Orchestrate Production dbt Projects on the Lakehouse With Databricks Workflows
October 3, 2022 in Platform Blog
We are delighted to announce that Databricks Workflows, the highly reliable lakehouse orchestrator, now supports orchestrating dbt projects in public preview. This preview allows data teams to coordinate dbt projects along with all the capabilities of the lakehouse, from notebooks to ML models. This feature makes it simple for users of open source dbt to transform data using SQL and monitor and maintain data and ML pipelines across the lakehouse.

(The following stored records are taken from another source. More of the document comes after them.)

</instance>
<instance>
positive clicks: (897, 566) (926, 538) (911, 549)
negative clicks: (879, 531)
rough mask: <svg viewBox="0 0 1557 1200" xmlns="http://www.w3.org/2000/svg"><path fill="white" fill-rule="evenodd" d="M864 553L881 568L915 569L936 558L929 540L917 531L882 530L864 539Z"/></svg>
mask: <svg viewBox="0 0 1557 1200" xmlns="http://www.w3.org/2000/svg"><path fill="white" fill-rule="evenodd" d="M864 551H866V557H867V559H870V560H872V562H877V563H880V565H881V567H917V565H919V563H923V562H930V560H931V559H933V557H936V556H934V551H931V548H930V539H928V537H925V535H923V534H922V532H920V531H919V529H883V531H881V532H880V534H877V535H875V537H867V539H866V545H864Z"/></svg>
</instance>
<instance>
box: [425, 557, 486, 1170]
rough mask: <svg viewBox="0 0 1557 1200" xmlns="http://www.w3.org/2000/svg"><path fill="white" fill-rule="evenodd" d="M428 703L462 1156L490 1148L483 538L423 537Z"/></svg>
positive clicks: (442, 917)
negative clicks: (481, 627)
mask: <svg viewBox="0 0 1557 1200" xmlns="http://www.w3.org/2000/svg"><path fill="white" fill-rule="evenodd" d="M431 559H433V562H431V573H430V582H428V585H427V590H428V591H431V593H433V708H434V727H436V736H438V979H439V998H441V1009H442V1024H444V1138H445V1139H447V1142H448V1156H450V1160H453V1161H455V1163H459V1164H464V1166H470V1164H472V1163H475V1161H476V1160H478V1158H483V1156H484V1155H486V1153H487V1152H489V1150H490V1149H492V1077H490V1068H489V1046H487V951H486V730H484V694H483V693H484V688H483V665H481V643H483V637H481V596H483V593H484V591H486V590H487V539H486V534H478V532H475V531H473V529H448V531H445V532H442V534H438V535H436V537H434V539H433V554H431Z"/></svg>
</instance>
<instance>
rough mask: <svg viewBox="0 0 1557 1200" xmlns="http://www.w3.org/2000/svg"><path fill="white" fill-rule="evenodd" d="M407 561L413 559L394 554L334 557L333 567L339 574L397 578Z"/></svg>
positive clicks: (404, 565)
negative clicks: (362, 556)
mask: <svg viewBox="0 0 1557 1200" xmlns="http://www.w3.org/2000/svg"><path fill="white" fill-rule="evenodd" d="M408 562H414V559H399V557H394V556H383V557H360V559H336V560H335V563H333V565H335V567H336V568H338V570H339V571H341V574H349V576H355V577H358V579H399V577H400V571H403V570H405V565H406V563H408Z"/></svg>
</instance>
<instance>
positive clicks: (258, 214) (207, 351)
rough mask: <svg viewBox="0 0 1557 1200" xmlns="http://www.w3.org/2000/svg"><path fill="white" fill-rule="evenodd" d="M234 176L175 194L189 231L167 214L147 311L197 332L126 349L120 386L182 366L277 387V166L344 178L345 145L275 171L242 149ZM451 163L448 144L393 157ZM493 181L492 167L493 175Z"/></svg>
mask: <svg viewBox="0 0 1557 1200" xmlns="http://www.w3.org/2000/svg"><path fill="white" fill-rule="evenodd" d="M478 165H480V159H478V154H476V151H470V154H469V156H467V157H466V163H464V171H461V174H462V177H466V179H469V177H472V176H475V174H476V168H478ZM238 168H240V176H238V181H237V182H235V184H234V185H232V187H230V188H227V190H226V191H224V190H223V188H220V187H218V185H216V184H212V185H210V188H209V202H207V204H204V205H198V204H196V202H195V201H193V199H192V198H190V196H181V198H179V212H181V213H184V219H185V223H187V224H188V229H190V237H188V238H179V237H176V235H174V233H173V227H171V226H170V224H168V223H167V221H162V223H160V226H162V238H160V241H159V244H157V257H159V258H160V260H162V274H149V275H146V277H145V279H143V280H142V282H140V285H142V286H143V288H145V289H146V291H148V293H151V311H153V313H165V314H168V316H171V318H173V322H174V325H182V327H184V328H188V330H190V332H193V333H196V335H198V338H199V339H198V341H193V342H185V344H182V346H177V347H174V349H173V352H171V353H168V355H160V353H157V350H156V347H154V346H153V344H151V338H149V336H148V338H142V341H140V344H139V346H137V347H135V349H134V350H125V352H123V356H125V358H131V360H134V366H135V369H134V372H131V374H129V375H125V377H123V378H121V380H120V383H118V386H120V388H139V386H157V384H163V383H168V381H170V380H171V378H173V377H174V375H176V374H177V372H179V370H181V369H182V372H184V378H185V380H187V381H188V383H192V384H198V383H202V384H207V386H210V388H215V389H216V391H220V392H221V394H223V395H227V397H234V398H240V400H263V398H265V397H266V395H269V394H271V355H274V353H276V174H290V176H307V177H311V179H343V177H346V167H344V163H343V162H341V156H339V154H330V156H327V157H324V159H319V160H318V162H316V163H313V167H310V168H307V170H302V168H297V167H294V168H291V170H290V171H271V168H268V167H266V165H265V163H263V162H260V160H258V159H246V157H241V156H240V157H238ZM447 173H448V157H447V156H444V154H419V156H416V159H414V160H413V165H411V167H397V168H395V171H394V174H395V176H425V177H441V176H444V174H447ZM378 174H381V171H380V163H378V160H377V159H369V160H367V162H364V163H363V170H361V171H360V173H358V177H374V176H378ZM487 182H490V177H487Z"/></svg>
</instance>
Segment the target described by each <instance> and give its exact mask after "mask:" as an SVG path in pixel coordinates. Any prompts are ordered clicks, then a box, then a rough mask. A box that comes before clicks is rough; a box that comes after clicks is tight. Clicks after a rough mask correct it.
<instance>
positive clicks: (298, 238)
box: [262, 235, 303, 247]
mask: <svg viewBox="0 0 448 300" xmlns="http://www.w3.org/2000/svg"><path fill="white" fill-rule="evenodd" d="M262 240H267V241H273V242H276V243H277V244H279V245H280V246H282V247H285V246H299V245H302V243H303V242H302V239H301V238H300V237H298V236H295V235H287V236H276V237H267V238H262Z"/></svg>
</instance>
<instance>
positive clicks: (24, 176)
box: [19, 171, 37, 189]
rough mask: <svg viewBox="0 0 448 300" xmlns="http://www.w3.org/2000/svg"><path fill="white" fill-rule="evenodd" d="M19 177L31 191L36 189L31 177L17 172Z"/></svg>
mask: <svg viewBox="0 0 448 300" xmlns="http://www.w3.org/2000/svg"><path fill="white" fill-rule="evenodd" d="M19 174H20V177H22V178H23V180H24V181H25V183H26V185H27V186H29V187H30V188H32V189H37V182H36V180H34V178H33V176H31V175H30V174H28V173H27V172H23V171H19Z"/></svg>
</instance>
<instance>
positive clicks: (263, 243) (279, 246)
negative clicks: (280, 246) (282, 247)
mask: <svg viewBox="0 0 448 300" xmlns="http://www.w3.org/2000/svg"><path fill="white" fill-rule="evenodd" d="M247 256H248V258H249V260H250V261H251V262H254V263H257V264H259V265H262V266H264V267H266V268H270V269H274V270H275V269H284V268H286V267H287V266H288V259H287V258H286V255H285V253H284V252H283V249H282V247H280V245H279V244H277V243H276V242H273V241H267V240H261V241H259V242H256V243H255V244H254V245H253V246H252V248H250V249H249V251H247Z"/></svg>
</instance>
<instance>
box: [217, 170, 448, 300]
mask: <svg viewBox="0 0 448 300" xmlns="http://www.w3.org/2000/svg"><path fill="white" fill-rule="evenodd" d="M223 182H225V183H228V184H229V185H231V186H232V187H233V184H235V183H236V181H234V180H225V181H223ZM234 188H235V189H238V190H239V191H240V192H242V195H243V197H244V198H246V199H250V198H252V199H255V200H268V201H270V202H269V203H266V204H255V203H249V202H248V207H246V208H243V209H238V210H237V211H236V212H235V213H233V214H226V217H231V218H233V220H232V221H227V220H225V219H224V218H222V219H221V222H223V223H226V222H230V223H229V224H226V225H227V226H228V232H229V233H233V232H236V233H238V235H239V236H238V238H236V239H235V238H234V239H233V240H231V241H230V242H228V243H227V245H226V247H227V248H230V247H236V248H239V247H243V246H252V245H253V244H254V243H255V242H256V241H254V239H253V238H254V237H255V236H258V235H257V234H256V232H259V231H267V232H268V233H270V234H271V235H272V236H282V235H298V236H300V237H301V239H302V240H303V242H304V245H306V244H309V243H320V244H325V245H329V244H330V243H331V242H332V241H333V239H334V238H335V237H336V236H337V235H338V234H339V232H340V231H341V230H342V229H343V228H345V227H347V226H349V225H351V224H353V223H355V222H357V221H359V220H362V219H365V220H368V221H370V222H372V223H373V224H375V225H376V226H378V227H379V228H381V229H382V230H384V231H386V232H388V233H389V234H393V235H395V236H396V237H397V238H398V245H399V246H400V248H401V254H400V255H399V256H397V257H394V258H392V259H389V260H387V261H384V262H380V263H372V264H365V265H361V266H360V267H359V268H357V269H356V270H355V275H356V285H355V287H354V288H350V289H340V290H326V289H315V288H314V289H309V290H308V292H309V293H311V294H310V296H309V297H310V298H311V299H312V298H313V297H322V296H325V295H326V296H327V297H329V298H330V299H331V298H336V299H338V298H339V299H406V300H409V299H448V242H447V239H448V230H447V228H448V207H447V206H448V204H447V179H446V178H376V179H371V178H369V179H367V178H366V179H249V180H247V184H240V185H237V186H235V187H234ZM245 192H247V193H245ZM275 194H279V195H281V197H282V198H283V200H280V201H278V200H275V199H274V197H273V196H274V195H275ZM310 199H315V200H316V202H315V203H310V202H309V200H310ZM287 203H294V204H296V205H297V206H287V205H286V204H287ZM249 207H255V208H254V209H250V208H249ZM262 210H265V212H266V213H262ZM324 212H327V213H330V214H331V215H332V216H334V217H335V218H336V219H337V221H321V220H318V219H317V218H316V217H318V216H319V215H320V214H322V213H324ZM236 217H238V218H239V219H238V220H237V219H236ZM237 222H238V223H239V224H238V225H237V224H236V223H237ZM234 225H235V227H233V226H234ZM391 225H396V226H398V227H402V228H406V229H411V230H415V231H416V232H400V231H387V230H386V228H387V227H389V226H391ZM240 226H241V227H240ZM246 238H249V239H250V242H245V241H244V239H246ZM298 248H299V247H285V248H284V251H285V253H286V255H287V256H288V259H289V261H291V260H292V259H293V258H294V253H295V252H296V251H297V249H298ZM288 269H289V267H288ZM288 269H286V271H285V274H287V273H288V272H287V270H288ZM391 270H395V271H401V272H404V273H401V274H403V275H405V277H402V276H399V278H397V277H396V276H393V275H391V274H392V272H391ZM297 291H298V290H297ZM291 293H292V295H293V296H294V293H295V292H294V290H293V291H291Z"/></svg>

When a job runs, your dbt project is retrieved from a Git repository, a single-node cluster is built, and dbt-core and project dependencies are installed on it. The SQL generated by dbt is run on a serverless SQL warehouse, providing easy debugging and great performance. There are also robust and operational capabilities offered, such as the ability to repair failed runs and send alerts via Slack or a webhook destination when a dbt task fails, not to mention the ability to manage such jobs through the Jobs API.
To get started with dbt on Databricks, simply run “pip install dbt-databricks.” This installs the open source dbt-databricks package built together with dbt Labs and other contributors. You can follow our detailed guide to get started with an example project that you can run on a SQL warehouse. Once you commit your source code to a Git repository, you can use the new dbt task type to execute your dbt models in production (see our docs for Azure, AWS, coming soon for GCP). This feature is available in all regions that support serverless SQL warehouses (Azure, AWS).
We are excited about the future of dbt on Databricks Workflows. We look forward to expanding the availability of this preview in more regions, and offering additional compute options. We would love to talk to you at dbt Coalesce, where we hope to meet you at the Databricks booth. In the meantime, we would love to hear your feedback on this new capability.